3.3.5.1 Receiving Any Message

The following global details are presented to a server that receives any message in addition to what is specified in [MS-CIFS] section 3.3.5.2.

Signing

If a message is received and Server.Connection.IsSigningActive is TRUE the server uses Server.Connection.ServerNextReceiveSequenceNumber and the signature MUST be verified, as specified in section 3.1.5.1.

The server MUST insert the sequence number for the response to this request into the Server.Connection.ServerSendSequenceNumber table with the PID and MID that identifies the request/response pair. (PID and MID are specified in [MS-CIFS] section 2.2.1.6.)

If the signature on the received packet is incorrect, then the server MUST return STATUS_ACCESS_DENIED (ERRDOS/ERRnoaccess) and ServerStatistics.sts0_permerrors MUST be increased by 1. If the signature on the current message is correct, then the server MUST take the following steps.

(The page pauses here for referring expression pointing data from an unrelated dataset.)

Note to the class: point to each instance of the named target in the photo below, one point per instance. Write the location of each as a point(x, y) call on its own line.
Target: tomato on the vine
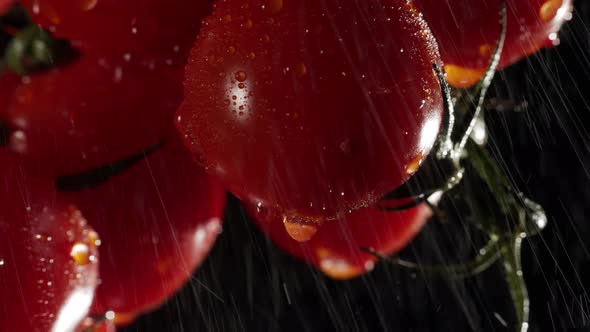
point(312, 107)
point(157, 220)
point(338, 249)
point(48, 253)
point(92, 112)
point(161, 29)
point(468, 30)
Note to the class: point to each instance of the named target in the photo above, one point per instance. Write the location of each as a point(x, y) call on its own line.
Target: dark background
point(249, 285)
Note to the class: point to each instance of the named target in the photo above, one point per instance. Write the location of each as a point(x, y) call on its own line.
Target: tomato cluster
point(468, 30)
point(309, 111)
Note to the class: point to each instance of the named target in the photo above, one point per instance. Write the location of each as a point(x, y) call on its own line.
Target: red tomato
point(92, 112)
point(161, 29)
point(48, 254)
point(306, 107)
point(468, 31)
point(92, 325)
point(157, 220)
point(336, 247)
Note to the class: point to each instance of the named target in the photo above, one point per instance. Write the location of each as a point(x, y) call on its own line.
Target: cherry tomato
point(48, 254)
point(157, 220)
point(154, 28)
point(336, 247)
point(306, 107)
point(95, 325)
point(468, 31)
point(92, 112)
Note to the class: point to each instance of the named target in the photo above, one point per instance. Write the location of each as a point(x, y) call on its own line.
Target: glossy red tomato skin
point(162, 29)
point(92, 112)
point(48, 254)
point(468, 30)
point(158, 220)
point(295, 107)
point(336, 248)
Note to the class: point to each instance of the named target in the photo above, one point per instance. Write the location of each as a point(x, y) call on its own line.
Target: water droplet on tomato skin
point(299, 66)
point(241, 76)
point(299, 230)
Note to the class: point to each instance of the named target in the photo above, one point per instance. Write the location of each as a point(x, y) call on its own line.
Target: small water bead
point(241, 76)
point(298, 230)
point(81, 254)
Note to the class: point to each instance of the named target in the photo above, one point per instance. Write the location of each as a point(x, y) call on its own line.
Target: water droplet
point(274, 6)
point(549, 9)
point(336, 267)
point(241, 76)
point(299, 231)
point(414, 164)
point(81, 254)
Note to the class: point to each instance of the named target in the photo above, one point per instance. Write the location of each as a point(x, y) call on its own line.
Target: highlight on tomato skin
point(158, 220)
point(48, 253)
point(336, 247)
point(5, 5)
point(160, 30)
point(467, 32)
point(296, 109)
point(97, 110)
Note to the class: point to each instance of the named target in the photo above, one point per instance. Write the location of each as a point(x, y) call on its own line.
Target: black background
point(243, 285)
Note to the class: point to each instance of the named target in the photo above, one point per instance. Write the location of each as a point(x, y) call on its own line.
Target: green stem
point(511, 254)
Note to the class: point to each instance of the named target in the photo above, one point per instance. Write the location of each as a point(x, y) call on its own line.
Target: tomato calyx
point(33, 49)
point(442, 170)
point(99, 175)
point(28, 48)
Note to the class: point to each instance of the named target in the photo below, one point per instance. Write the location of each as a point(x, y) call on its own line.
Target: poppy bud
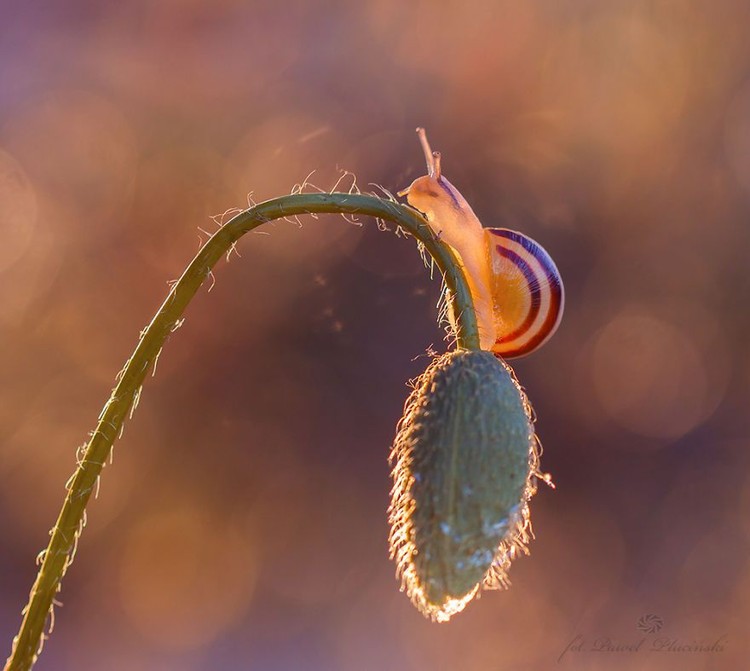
point(465, 462)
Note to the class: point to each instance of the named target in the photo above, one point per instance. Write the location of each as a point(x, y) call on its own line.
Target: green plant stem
point(64, 535)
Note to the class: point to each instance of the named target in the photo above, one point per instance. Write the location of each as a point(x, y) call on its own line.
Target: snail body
point(516, 288)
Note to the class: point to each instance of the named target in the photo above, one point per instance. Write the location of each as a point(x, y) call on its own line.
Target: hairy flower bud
point(465, 462)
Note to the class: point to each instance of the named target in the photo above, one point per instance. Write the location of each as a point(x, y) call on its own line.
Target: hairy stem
point(59, 553)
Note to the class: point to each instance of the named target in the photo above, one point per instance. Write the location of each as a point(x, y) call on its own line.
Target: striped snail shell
point(516, 288)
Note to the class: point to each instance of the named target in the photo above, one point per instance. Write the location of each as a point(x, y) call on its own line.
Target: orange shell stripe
point(529, 278)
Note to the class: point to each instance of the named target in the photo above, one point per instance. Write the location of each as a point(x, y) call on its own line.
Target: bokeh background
point(242, 524)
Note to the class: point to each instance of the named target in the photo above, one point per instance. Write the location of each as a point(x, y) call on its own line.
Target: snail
point(516, 288)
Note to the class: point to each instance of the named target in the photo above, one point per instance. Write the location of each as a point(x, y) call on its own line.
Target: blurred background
point(242, 524)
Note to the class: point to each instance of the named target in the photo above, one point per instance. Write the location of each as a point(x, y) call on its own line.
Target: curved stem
point(64, 536)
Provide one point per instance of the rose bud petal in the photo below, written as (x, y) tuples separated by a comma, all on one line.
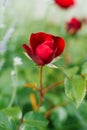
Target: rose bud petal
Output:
[(73, 26), (44, 47), (64, 3)]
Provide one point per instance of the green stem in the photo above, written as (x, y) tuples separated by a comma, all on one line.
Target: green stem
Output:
[(15, 84), (41, 87)]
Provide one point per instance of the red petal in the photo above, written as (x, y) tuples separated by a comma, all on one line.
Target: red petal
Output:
[(37, 39), (35, 58), (45, 53), (59, 45)]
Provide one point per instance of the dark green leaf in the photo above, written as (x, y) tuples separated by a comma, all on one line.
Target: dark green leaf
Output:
[(75, 88)]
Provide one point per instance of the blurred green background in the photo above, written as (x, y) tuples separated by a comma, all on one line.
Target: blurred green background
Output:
[(20, 18)]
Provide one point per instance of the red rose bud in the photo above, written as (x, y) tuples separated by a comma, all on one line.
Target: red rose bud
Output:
[(64, 3), (73, 26), (44, 47)]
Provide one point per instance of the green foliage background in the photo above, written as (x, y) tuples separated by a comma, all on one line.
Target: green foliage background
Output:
[(20, 15)]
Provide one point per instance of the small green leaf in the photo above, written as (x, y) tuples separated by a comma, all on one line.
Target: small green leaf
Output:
[(25, 126), (84, 70), (75, 89), (4, 122), (71, 71), (13, 112), (34, 120), (14, 115)]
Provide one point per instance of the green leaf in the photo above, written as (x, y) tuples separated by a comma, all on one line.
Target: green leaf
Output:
[(24, 126), (14, 115), (71, 71), (34, 120), (84, 70), (4, 122), (13, 112), (75, 89)]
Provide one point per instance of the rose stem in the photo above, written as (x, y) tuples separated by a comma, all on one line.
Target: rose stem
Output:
[(41, 87), (52, 86), (55, 107)]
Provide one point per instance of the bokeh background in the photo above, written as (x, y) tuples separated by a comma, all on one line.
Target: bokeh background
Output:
[(20, 18)]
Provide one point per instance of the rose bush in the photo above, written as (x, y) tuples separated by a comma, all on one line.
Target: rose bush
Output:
[(44, 47), (73, 26), (64, 3)]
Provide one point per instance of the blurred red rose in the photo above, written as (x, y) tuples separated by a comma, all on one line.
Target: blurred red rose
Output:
[(44, 47), (64, 3), (73, 26)]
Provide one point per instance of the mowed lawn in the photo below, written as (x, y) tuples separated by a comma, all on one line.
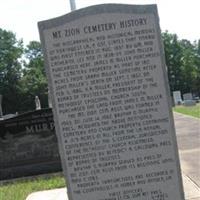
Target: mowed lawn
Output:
[(189, 110), (20, 189)]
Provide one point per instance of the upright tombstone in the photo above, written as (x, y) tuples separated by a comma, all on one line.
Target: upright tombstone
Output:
[(188, 99), (177, 97), (1, 112), (111, 103), (37, 103)]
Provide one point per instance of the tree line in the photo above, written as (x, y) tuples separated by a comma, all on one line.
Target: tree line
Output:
[(22, 72)]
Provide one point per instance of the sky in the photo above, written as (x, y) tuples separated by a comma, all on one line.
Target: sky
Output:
[(21, 16)]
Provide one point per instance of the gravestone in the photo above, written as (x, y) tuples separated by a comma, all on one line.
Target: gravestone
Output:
[(111, 103), (187, 96), (1, 112), (37, 103), (28, 145), (177, 97), (188, 99)]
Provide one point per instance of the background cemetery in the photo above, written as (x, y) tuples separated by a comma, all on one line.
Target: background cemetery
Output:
[(22, 73)]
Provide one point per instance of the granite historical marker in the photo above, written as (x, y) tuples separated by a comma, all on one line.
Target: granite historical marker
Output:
[(110, 96)]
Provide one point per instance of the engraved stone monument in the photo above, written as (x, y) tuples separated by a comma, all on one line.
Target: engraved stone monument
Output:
[(188, 99), (37, 103), (177, 97), (110, 96), (1, 112)]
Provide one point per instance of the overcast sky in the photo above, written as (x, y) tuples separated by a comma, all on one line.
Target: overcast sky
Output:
[(21, 16)]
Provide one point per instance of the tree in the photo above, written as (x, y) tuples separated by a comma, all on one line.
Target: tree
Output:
[(34, 82), (11, 51), (173, 57)]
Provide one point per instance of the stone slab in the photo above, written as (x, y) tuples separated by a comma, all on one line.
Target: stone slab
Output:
[(192, 191), (111, 103)]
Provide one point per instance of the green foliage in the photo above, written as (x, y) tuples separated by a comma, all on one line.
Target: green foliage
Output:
[(19, 190), (10, 70), (33, 82), (183, 62), (23, 79), (193, 111)]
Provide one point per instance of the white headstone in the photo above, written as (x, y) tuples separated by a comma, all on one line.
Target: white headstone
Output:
[(37, 103), (177, 97), (187, 96), (110, 98), (1, 111)]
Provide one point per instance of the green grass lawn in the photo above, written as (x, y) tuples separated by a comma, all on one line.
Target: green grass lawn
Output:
[(189, 110), (19, 189)]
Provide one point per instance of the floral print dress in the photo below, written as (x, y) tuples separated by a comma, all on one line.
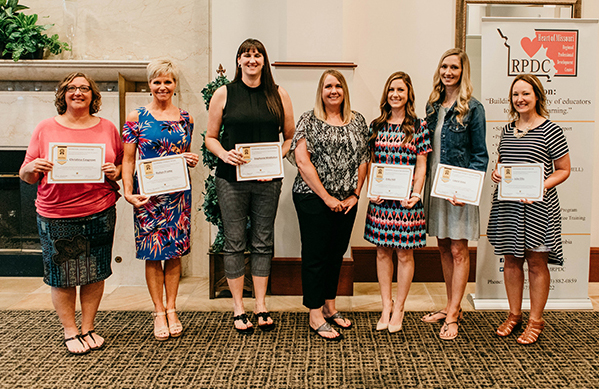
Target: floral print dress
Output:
[(162, 225)]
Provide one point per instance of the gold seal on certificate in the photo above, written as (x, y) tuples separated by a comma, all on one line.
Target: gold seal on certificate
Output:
[(390, 182), (521, 181), (465, 184), (162, 175), (264, 161), (76, 163)]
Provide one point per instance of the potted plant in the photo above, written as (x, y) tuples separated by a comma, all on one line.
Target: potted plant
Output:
[(22, 37)]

 IF request command EQUALS SMB_COM_NT_CANCEL THEN
     INCREMENT ServerNextReceiveSequenceNumber
 ELSE IF request has no response THEN
     INCREMENT ServerNextReceiveSequenceNumber BY 2
 ELSE
     SET ServerSendSequenceNumber[PID,MID] TO
         ServerNextReceiveSequenceNumber + 1
     INCREMENT ServerNextReceiveSequenceNumber BY 2
 END IF

Session Validation and Re-authentication

If the SMB_Header.UID of the request is zero, then the server does not need to check for the expiry because a session is not being used for this request.

If the SMB_Header.UID of the request is not zero, then the server MUST check the state of the session.

  • If Connection.SessionTable[UID].AuthenticationState is equal to Expired or ReauthInProgress, and the received message is an SMB_COM_SESSION_SETUP_ANDX request (indicating a session renewal), the behavior is as specified in section 3.3.5.3. For details on how the client handles a session expiration, see section 3.2.5.1.

  • If Connection.SessionTable[UID].AuthenticationState is equal to Expired or ReauthInProgress, and the received message is one of the following requests, the server MUST continue processing the request.

    • SMB_COM_CLOSE

    • SMB_COM_LOGOFF_ANDX

    • SMB_COM_FLUSH

    • SMB_COM_LOCKING_ANDX

    • SMB_COM_TREE_DISCONNECT

    If the received message is not one of the preceding requests, the server SHOULD<104> fail all operations with STATUS_NETWORK_SESSION_EXPIRED until the session renewal is successful.

  • If Server.Connection.SessionTable is not empty, Server.Connection.SessionTable[UID].AuthenticationState is InProgress, and the received message is not an SMB_COM_SESSION_SETUP_ANDX request, then the server SHOULD<105> fail all operations with STATUS_INVALID_HANDLE and MUST increase ServerStatistics.sts0_permerrors by 1.

  • If Server.Connection.SessionTable is not empty, SMB_Header.UID is not found in Server.Connection.SessionTable, and the received message is not an SMB_COM_SESSION_SETUP_ANDX request, then the server MUST fail all operations with STATUS_SMB_BAD_UID and MUST increase ServerStatistics.sts0_permerrors by 1.

  • If Server.Connection.SessionTable is empty, then the server SHOULD<106> disconnect the connection.

  • If Server.Connection.SessionTable[UID].AuthenticationState is InProgress and the received message is an SMB_COM_SESSION_SETUP_ANDX request, the behavior is as specified in section 3.3.5.3.

  • If Server.Connection.SessionTable[UID].AuthenticationState is Valid, then the server MUST allow all operations.